Abandoned investment - documentation

Before starting the investment, the taxpayer must take into account that, for various reasons, it may not be finalized. In such a situation, one must take into account the necessity to document that the investment was justified, in line with the conducted activity, and that the abandonment of the investment was justified by important reasons.

The condition for the possibility of including the costs of a discontinued investment in the tax costs is a decision to permanently and definitively resign from the investment in progress.

If the entrepreneur decides to abandon the investment, under certain conditions, he may count the expenses incurred for its implementation as tax deductible costs.

The moment of including the discontinued investment in costs

The Income Tax Act indicates that the costs of abandoned investments are deducted on the date of their sale or liquidation.

Disposal of the abandoned investment

The above provisions generally refer to the sale of a discontinued investment, but its sale may be both remunerative, e.g. sale, and free, e.g. donation.

When selling a discontinued investment, its settlement should be made according to the general rules relating to the sale of fixed assets. Therefore, on the day of disposal of the abandoned investment for consideration, income is generated on this account, and the cost of obtaining this income is constituted by the expenses incurred for the implementation of this investment.

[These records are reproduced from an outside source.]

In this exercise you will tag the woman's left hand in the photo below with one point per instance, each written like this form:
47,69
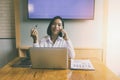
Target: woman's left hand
65,35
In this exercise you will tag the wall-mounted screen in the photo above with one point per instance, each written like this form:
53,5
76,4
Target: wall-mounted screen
67,9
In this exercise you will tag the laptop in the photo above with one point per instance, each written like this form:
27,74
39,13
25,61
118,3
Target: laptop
50,58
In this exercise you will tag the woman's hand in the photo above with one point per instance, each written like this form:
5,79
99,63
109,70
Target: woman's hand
65,35
34,35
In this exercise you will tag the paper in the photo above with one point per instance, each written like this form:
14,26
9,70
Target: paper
82,64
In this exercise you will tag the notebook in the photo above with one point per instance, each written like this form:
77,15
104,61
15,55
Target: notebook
82,64
51,58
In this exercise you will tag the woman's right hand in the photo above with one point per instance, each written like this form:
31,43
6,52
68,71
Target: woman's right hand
34,35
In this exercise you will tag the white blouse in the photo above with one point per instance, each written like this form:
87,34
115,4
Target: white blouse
60,42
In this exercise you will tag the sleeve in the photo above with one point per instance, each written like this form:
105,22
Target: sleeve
71,51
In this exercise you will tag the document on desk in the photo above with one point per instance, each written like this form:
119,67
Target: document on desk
82,64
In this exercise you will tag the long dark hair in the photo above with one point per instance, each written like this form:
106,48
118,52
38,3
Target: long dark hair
51,22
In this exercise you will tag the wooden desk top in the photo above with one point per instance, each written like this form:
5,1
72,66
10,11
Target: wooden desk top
101,72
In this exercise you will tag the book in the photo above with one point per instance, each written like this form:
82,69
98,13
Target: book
82,64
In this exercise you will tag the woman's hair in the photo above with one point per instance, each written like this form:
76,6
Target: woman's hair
49,32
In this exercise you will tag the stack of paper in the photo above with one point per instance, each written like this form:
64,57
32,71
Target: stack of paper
82,64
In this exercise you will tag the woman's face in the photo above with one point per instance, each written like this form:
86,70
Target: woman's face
56,27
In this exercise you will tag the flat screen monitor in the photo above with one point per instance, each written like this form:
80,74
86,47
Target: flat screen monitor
67,9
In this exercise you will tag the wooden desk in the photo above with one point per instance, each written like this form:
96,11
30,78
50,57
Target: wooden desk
101,73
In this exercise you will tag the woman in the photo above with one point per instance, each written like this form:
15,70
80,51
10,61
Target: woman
57,36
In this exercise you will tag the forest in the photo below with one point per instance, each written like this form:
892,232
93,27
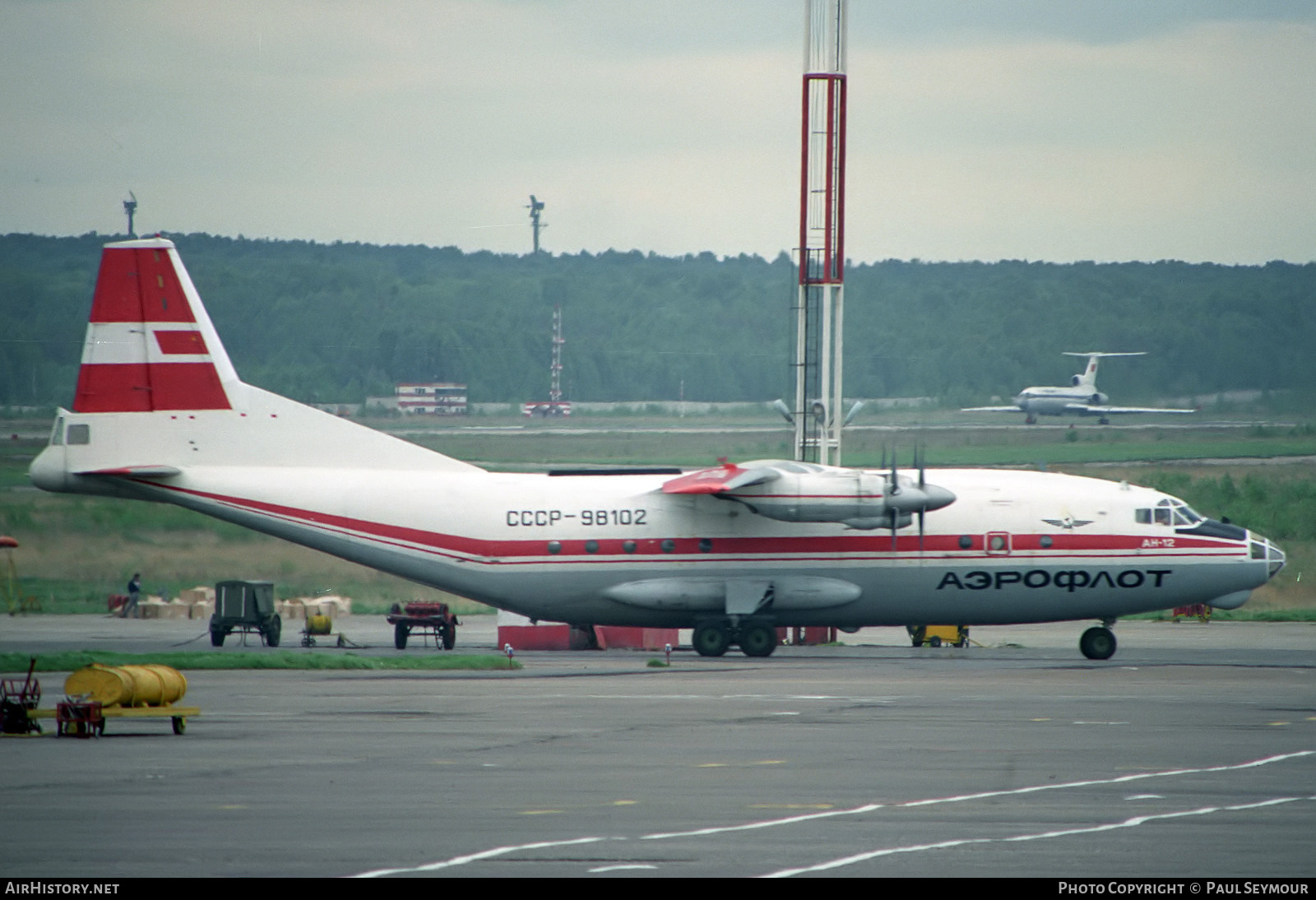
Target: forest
341,322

In the case of free transfer of the abandoned investment, it is not possible to count the expenses incurred for its implementation into tax costs.

Abandoned investment - liquidation

There are two dominant positions in jurisprudence when it comes to classifying an abandoned investment as liquidation costs. Well, according to the Director of the Tax Chamber in Poznań of February 1, 2013, no. ILPB3 / 423-445 / 12-4 / KS:

"Liquidation takes place at the moment of the actual, physical annihilation of the investment".

Only then can the expenses related to the investment be charged to tax deductible costs.

However, according to the second view - the judgment of the Supreme Administrative Court of 25 June 2013, file ref. II FSK 2225/11, the condition for including the discontinued investment in the costs is the deletion of a given fixed asset from the fixed assets held.

From the taxpayer's point of view, the second view is more favorable, because the very fact of making a decision to abandon the investment gives the opportunity to include the expenses incurred for its implementation as costs.